The decision of the court of appeals is reversed. DAVID T. PROSSER, J. (dissenting).
¶ 50 On June 21, 2008, Julie Augsburger (Augsburger) visited the home of her longtime friend Janet Veith in rural Winnebago County. Augsburger had visited Janet, her husband Edward, and their daughter Jordan (the Veiths) on other occasions, and she knew that the Veiths kept multiple dogs on the premises. She asked Jordan whether the dogs had been let out of the house into a fenced-in yard because she had to walk through the yard to get to the barn where Janet was working. Jordan told her the dogs were not out.
¶ 51 When Augsburger entered the fenced-in area, she was suddenly attacked by four dogs. The dogs repeatedly bit her and tore off her pants. She was bitten at least 11 times and suffered serious lacerations on both legs—that is, on her left thigh, left calf, and right calf. Some of these lacerations required “surgical closure.” The most serious laceration—on her right calf—measured ten centimeters, resulting in a “6 cm long dented area.” Augsburger was given morphine to relieve her pain when she was transported by ambulance to a local hospital, and she was given another opiate at the hospital.
¶ 52 In due course, Augsburger sued Janet and Edward Veith; Janet's father, George Kontos; and Kontos's insurer, Homestead Mutual Insurance Company, to recover damages. The question in this case is whether George Kontos may be held liable for the full amount of damages caused by the dogs, on grounds that he “harbored” the dogs under Wis. Stat. §§ 174.001(5) and 174.02(1).
All subsequent references to the Wisconsin Statutes are to the 2011–12 version unless otherwise indicated.
¶ 53 The majority answers this question “no,” concluding that he is in no way liable. It reverses a published decision of the court of appeals, which affirmed a ruling of the Winnebago County Circuit Court, Gary R. Sharpe, Judge, that reached the opposite conclusion. Augsburger v. Homestead Mut. Ins. Co., 2013 WI App 106, 350 Wis.2d 486, 838 N.W.2d 88. Because I believe the majority is misinterpreting and misapplying the applicable statutes, I respectfully dissent.
I
¶ 54 The statutory law in this case is found in Chapter 174 of the Wisconsin Statutes. Wisconsin Stat. § 174.02 is entitled “Owner's liability for damage caused by dog.” Subsection (1), “Liability for Injury,” provides in part:
(a) Without notice. ... [T]he owner of a dog is liable for the full amount of damages caused by the dog injuring or causing injury to a person, domestic animal or property.

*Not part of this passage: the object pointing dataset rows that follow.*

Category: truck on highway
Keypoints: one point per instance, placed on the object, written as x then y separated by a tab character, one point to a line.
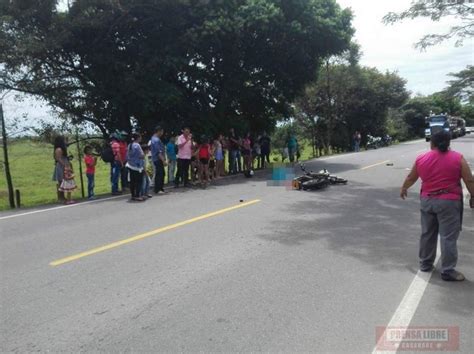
436	123
460	127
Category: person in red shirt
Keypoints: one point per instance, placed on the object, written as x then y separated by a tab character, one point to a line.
116	165
204	154
90	161
123	157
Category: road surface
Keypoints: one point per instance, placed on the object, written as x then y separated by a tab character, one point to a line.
200	270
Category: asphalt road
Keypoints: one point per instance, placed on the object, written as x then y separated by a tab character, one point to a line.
283	271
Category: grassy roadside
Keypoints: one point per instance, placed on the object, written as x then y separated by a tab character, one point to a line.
31	165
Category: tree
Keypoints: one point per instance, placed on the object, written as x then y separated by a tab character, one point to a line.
359	99
210	64
462	86
436	10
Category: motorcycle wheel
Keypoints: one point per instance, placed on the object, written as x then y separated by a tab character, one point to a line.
337	180
315	184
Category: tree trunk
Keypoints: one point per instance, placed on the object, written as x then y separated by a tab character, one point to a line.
329	108
11	192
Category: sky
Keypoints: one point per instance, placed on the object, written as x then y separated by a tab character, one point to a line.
384	47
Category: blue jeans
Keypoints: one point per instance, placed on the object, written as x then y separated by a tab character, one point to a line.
171	170
90	185
115	173
357	146
145	185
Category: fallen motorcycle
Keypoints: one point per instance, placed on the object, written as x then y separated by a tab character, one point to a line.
373	142
314	181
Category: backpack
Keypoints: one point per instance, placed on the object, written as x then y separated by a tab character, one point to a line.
107	154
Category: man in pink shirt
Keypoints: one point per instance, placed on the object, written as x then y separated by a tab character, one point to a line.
441	171
184	157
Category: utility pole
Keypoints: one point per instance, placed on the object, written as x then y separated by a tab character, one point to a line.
11	193
79	157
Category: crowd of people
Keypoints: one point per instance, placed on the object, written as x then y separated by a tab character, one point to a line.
141	166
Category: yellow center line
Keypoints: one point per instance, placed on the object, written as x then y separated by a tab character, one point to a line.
149	234
374	165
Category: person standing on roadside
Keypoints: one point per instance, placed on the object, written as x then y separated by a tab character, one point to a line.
172	158
292	147
91	161
60	162
159	160
357	139
265	149
122	140
234	152
135	165
219	156
185	145
441	171
117	165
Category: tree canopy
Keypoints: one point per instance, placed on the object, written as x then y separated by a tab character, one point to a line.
462	10
133	63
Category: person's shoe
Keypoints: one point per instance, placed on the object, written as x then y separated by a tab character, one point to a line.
453	276
426	268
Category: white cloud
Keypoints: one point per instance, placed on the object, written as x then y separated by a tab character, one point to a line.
384	47
392	47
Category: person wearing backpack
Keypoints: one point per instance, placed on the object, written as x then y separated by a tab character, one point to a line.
159	160
171	154
116	165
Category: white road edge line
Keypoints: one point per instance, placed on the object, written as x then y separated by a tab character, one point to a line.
59	207
408	306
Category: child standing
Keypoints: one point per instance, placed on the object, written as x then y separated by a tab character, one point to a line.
147	173
219	155
68	184
90	161
204	153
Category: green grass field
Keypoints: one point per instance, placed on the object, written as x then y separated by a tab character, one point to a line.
31	165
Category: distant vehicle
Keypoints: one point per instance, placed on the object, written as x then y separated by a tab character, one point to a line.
387	140
460	126
373	142
438	123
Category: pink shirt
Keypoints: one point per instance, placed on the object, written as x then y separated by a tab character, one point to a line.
184	152
440	171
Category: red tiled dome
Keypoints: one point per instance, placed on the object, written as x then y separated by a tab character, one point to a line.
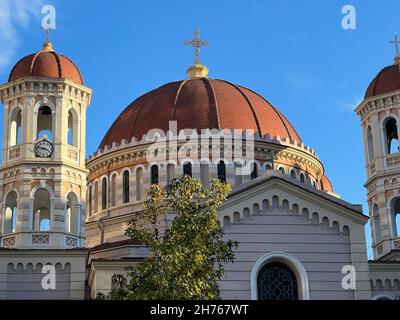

(b) After notice. ... [T]he owner of a dog is liable for 2 times the full amount of damages caused by the dog injuring or causing injury to a person, domestic animal or property if the owner was notified or knew that the dog previously injured or caused injury to a person, domestic animal or property.
¶ 55 The term “owner” is defined in Wis. Stat. § 174.001(5): “ ‘Owner’ includes any person who owns, harbors or keeps a dog.” (Emphasis added.)
¶ 56 The quoted statutes were adopted at different times. Wisconsin Stat. § 174.001(5) was part of Section 8m, Chapter 289, Laws of 1979. It became effective on January 1, 1981. Wisconsin Stat. § 174.02(1) was part of Section 10, Chapter 285, Laws of 1981. It became effective on May 1, 1982. Understanding the legislative history of these dog bite statutes is essential to rendering a correct interpretation of the statutes.
¶ 57 There have been dog bite statutes in Wisconsin since the early 1850s. Section 1620 of the Wisconsin Statutes of 1898 read in part as follows:
Owner's Liability. The owner or keeper of any dog which shall have injured or caused the injury of any person or property ... shall be liable to the person so injured ... without proving notice to the owner or keeper of such dog or knowledge by him that his dog was mischievous or disposed to kill [animals]....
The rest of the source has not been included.